In a city whose kitchens remain curiously stubborn in their testosterone, Café Zaffri arrives like a scented breeze through a heavy velvet curtain: all elegance, zero pretense, unmistakably female. Tucked into a corner of The Twenty Two New York — the London export turned social club-hotel — it’s a dining room that feels like the afterglow of a whispered secret. Curved banquettes. Mood lighting. A menu you’ll want to eat twice. And at the center of it all: four women — Jennifer and Nicole Vitagliano, chef Mary Attea, and pastry sorceress Camari Mick — who are rewriting not only the narrative of Middle Eastern fine dining in New York, but the rules of hospitality altogether.
The Vitagliano sisters — whose downtown darling, Raf’s, made downtown feel downtown again — did not so much assemble a team as summon one. “It is definitely not a coincidence,” Nicole says of the female-majority force behind Café Zaffri. “We set out to find our ‘forever team.’” Which, in restaurant terms, is something like finding your forever therapist: rare, tender, and likely overdue.
At the stove: Mary Attea, the executive chef of the Michelin-starred The Musket Room, where her style is considered restrained — a sort of poetic minimalism in duck fat and dashi. Here, at Zaffri, she steps into something both bolder and more personal. “The Musket Room helped me find my voice,” she says, “but here, I get to draw from my own memories.” Those memories — fragrant with sumac, pine nuts, za’atar, family tables in the suburbs of Lebanon — now inform a menu that folds the heart of the Levant into the haute rhythms of Manhattan dining.

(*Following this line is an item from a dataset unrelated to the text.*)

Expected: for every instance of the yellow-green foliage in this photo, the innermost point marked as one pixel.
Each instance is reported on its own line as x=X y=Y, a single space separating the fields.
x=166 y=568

There’s lamb wellington swaddled in grape leaves. Charred octopus dusted in harissa. And yes, there is hummus — but not the kind you impulse-buy at Whole Foods. “We don’t need to re-create the past,” Attea says. “We just need to evoke it.” Think less culinary sepia, more 4K cinema with a home-cooked soul.
Café Zaffri’s pastry counter, meanwhile, is where things get quietly revolutionary. “Middle Eastern reveries in choux,” one critic wrote of Camari Mick’s desserts, and for once, it wasn’t hyperbole. Her rosewater-slicked creations don’t shout; they whisper. “I realised restraint wasn’t about holding back,” she says. “It was about intention.” There’s a quiet luxury to her work — an understanding that nostalgia doesn’t have to mean cloying. That reverence can be reimagined.
Of course, nostalgia is the currency of the moment. From TikToks romanticising suburban childhoods to $28 chicken tenders at downtown brasseries, memory sells. But what Zaffri does is different: it filters cultural memory through a prism of diaspora identity, gender, and joy. It is the kind of restaurant where the hummus is plated with conviction and the staff speaks softly but firmly. It feels like a dinner party thrown by your chicest friend’s Lebanese grandmother — if she also happened to read Cabana, host salons, and be on a first-name basis with every fishmonger at Union Square Greenmarket.
The Twenty Two is no shrinking violet of a hotel — it’s a splashy, scented arrival with velvet rope energy — and yet Zaffri, the first space to open inside, is its spiritual heartbeat. “She’s gutsy, defiant, expressive,” Nicole says of the space, as though describing an old friend. Or herself. Or, perhaps, the city they’re feeding.
Still, there’s something quieter happening in the kitchen. “A cultural shift,” Attea says. “We’re empowering voices that have long gone unheard. Nurturing both the people and the food.” Translation: no more screaming chefs, no more broken backs in pursuit of brittle stars. The revolution may not be televised, but it’s being plated, course by course.
And what does it feel like — emotionally, viscerally, spiritually — when you take that first bite?
Like you made the right choice. Because you did.